I'm trying to find the best model based on AIC using the stepwise (direction = both) model selection in R using the stepAIC in MASS package.

This is the script i used:

stepAIC (glmer(decision ~ as.factor(Age) + as.factor(Educ) + as.factor(Child), family=binomial, data=RShifting), direction="both")

however I got this error result:

Error in lmerFactorList(formula, fr, 0L, 0L) : 
  No random effects terms specified in formula

I tried to add (1|town) to the formula since town is the random effect (where the respondents are nested) and ran this script):

stepAIC (glmer(decision ~ as.factor(Age) + as.factor(Educ) + as.factor(Child) + (1|town), family=binomial, data=RShifting), direction="both")

The result is this:

Error in x$terms : $ operator not defined for this S4 class

I hope you could help me figure out how to solve this problem. Thanks a lot.

Best Answer

Short answer is you can't - well, not without recoding a version of stepAIC() that knows how to handle S4 objects. stepAIC() knows nothing about lmer() and glmer() models, and there is no equivalent code in lme4 that will allow you to do this sort of stepping.

I also think your whole process needs carefully rethinking - why should there be the one best model? AIC could be used to identify several candidate models that do similar jobs and average those models, rather than trying to find the best model for your sample of data.

Selection via AIC is effectively doing multiple testing - but how should you correct the AIC to take into account the fact that you are doing all this testing?
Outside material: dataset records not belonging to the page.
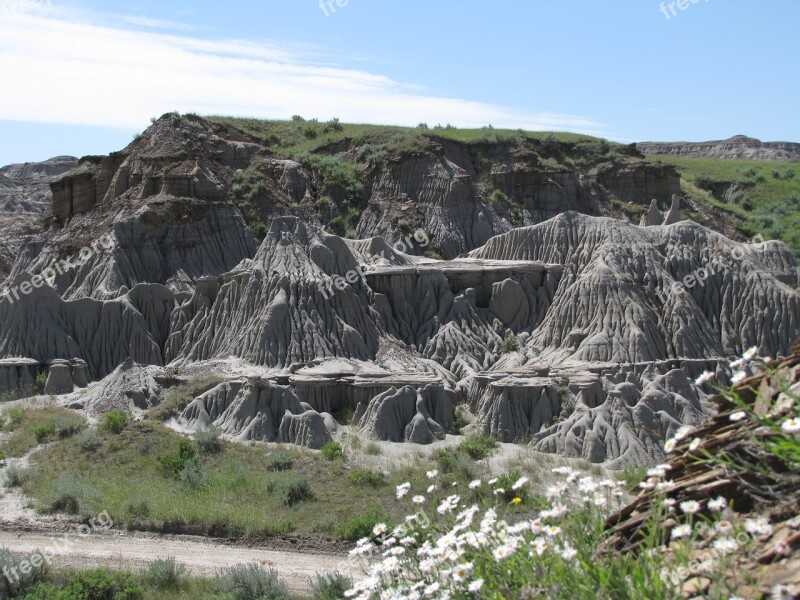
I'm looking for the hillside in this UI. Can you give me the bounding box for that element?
[636,135,800,160]
[0,114,800,468]
[647,155,800,255]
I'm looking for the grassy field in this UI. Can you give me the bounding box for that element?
[0,408,600,541]
[206,116,616,158]
[648,156,800,255]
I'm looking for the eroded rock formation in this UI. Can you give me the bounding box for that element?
[0,115,800,467]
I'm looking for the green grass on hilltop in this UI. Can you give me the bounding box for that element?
[648,156,800,255]
[206,116,617,158]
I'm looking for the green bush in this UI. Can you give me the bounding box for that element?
[364,442,383,456]
[694,175,715,192]
[178,461,208,490]
[434,448,480,481]
[622,467,647,491]
[347,469,388,488]
[267,475,314,506]
[500,331,519,354]
[142,556,186,590]
[8,406,28,431]
[124,498,151,519]
[336,507,388,542]
[33,372,47,394]
[75,429,100,452]
[216,563,290,600]
[33,423,56,444]
[158,440,200,479]
[54,415,86,440]
[253,223,269,240]
[311,571,353,600]
[6,467,31,487]
[321,440,344,460]
[103,410,130,433]
[0,548,49,598]
[61,568,144,600]
[194,426,222,454]
[45,473,97,516]
[266,452,294,471]
[458,435,497,460]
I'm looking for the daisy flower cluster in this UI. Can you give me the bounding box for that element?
[346,467,624,600]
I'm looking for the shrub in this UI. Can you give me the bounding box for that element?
[491,190,508,204]
[54,415,86,439]
[347,469,387,488]
[622,467,647,490]
[267,475,314,506]
[8,406,28,431]
[253,223,269,240]
[312,571,353,600]
[75,429,100,452]
[336,507,387,542]
[178,461,208,490]
[6,467,31,487]
[33,372,47,394]
[33,423,56,444]
[58,568,144,600]
[142,556,186,590]
[103,410,130,433]
[45,473,97,516]
[194,426,222,454]
[158,440,200,479]
[458,435,497,460]
[364,442,383,456]
[454,406,470,431]
[124,498,150,519]
[322,440,344,460]
[216,563,289,600]
[434,448,479,480]
[0,548,49,598]
[694,174,714,192]
[266,452,294,471]
[500,331,519,354]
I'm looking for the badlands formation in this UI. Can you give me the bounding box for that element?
[0,115,800,468]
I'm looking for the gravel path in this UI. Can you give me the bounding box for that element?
[0,523,358,594]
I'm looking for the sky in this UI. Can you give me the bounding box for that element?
[0,0,800,165]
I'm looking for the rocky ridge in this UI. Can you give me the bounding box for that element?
[0,115,800,467]
[636,135,800,160]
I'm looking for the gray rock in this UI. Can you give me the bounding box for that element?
[278,410,332,450]
[44,360,75,396]
[357,386,455,444]
[82,358,161,416]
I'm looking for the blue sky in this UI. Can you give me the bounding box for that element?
[0,0,800,164]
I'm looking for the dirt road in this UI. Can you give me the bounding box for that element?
[0,523,358,593]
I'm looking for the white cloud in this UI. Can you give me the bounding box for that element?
[0,0,605,134]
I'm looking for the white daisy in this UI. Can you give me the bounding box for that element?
[670,523,692,540]
[781,417,800,434]
[681,500,700,515]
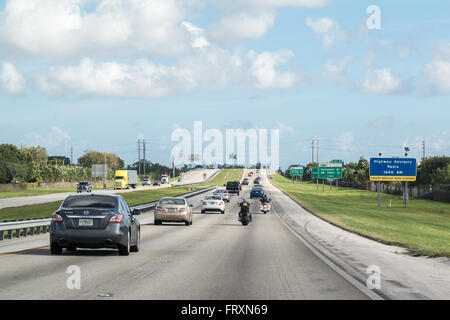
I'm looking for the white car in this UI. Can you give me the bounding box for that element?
[213,189,230,202]
[202,196,225,214]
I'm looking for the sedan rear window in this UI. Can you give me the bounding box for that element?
[62,196,117,209]
[159,199,185,205]
[205,196,222,200]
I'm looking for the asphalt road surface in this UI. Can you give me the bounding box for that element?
[0,170,368,300]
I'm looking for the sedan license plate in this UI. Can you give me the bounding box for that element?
[78,219,94,227]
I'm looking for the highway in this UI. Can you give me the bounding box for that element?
[0,169,218,209]
[0,170,369,300]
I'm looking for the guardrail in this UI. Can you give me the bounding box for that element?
[0,186,217,240]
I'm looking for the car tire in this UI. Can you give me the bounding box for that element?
[50,243,62,256]
[130,229,141,252]
[119,231,130,256]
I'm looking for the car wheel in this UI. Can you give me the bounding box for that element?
[50,243,62,256]
[130,229,141,252]
[119,231,130,256]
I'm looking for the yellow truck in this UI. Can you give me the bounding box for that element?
[114,170,137,190]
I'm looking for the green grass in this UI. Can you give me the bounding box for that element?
[272,175,450,257]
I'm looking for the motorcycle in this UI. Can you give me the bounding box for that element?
[238,203,252,226]
[259,203,271,214]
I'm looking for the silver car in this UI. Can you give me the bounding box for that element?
[213,189,230,202]
[154,198,194,226]
[202,196,225,214]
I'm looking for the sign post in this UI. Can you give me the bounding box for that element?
[290,167,303,183]
[370,158,417,208]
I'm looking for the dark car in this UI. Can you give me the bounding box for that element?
[250,186,264,199]
[50,194,141,256]
[77,181,92,193]
[227,181,241,195]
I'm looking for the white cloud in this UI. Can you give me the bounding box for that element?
[424,43,450,94]
[248,50,298,89]
[0,62,25,95]
[209,12,276,45]
[333,131,356,152]
[25,127,71,149]
[0,0,190,59]
[361,68,406,94]
[36,46,297,98]
[306,17,347,48]
[319,56,353,82]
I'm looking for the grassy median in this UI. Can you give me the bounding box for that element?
[272,175,450,257]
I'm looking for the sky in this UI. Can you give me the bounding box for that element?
[0,0,450,168]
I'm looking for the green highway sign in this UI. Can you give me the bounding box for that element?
[312,168,319,179]
[319,167,342,179]
[291,168,303,177]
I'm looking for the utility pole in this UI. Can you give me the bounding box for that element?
[172,156,175,178]
[422,140,425,161]
[142,140,145,177]
[103,153,106,189]
[316,137,320,191]
[138,140,141,176]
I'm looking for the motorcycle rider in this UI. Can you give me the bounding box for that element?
[259,194,271,204]
[238,199,253,222]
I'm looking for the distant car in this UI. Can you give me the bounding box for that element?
[50,194,141,256]
[154,197,193,226]
[77,181,92,193]
[250,186,264,199]
[213,189,230,202]
[226,181,241,195]
[202,195,225,214]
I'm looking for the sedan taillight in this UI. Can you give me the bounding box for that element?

How do you interpret the precision of the coefficients for the final model you might select?

A final point; don;t do all the as.factor() in the model formula as it just makes the whole thing a mess, takes up a lot of space and doesn't aid understanding of the model you fitted. Get the data in the correct format first, then fit the model, e.g.:

RShifting <- transform(RShifting,
                       Age = as.factor(Age),
                       Educ = as.factor(Educ),
                       Child = as.factor(Child))

then

glmer(decision ~ Age + Educ + Child + (1|town), family=binomial, 
      data=RShifting)

Apart from making things far more readable, it separates the tasks of data processing from the data analysis steps.